Christmas is a time for the church to provide a range of services. No pun intended

There are daunting challenges for the church at this time of year, says Lucy Winkett

By Lucy Winkett

Despite pronouncements from successive archbishops on subjects ranging from sharia law to wonga.com, it remains the case that the festival of Christmas and the run-up to it is the main chance the church has to make its way into the consciousness of the UK population, most of whom live their lives without reference to organised religion.

The church at this time of year provides a range of services (no pun intended). On a day when most restaurants are shut and the city homeless are gathered in large hangars for a meal with Crisis at Christmas, many churches serve lunch for those who can’t or won’t be with family on the day. Last year, here at St James’s Piccadilly, we cooked for about 30 people, some of them street homeless guests (“I don’t like going to the big things – too crowded”), some lonely or at a loose end, some deliberately wanting to be with people they didn’t know. It was our first attempt and now, of course, with the zeal of converts, our culinary ambition knows no bounds. It’s possible this year we will be attempting Delia’s roast potatoes, Jamie’s roast squash, Nigel’s roast goose and, well, Heston’s roast ice cream. Perhaps our best accolade was the comment from one couple who’d stumbled across us, not intending to have lunch with us at all until the last minute, who left after the washing-up, with their paper hats still on, telling us cheerfully they felt as if they’d been in an episode of Rev.

See you next year . . .

For vicars, Christmas is understandably busy, although sometimes standing at the church door at 1am while departing worshippers say cheerily “See you next year!” can be a little dispiriting. But there are daunting challenges for the church at this season: to resist the hysterical commercialism of Black Friday and Cyber Monday while working to support people trying to make a living; to resist the anxiety-provoking perfectionism of endless cookery programmes while having fun and encouraging communal meals; and in the Christmas services themselves, to make sure the familiarity of the Victorian carols doesn’t lull the congregation into a nostalgia-fest that renders religion just a spiritualised version of “things ain’t what they used to be”.
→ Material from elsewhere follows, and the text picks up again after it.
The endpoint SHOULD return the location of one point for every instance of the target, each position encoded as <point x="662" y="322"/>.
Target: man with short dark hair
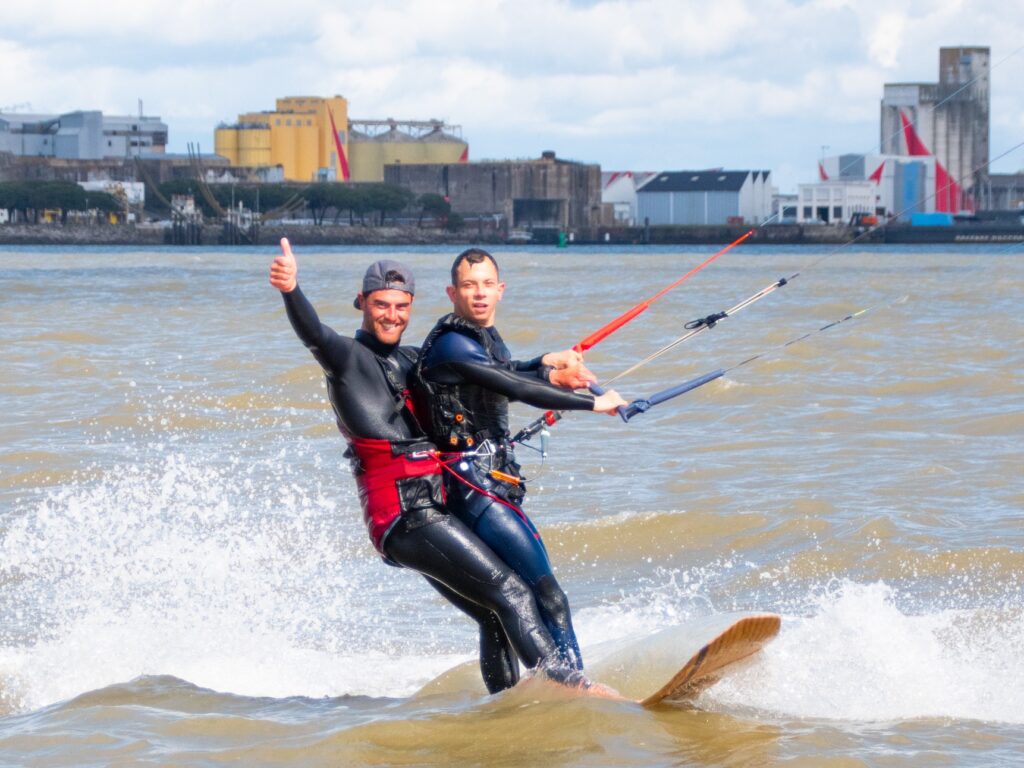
<point x="463" y="383"/>
<point x="398" y="474"/>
As an Anglican priest, I am under no illusion about the general level of indifference to the reality of the life of the Church of England. But it’s almost as if, Doctor Who-like, at Christmas, a fissure opens up in the universe: a tear appears in the thin fabric that separates the institutional Church from the majority. For reasons they sometimes can hardly articulate, people who usually don’t want anything to do with church rock up on Christmas Eve, usually having taken a little Dutch courage, to check if it’s all the same as it was last time they came. And they’re very welcome.

Let there be light

As the nights have well and truly drawn in, we are on a drive to join the London Diocese’s excellent Shrinking the Footprint campaign. So we walk around our Wren church remembering the days of candlelight and gas lamps and wondering how many bulbs need replacing. We’ve set the boiler at 19° and try to assure visitors, congregation and concert hirers that we are not meaning to make their world colder and darker, but are just being sensible about our energy use.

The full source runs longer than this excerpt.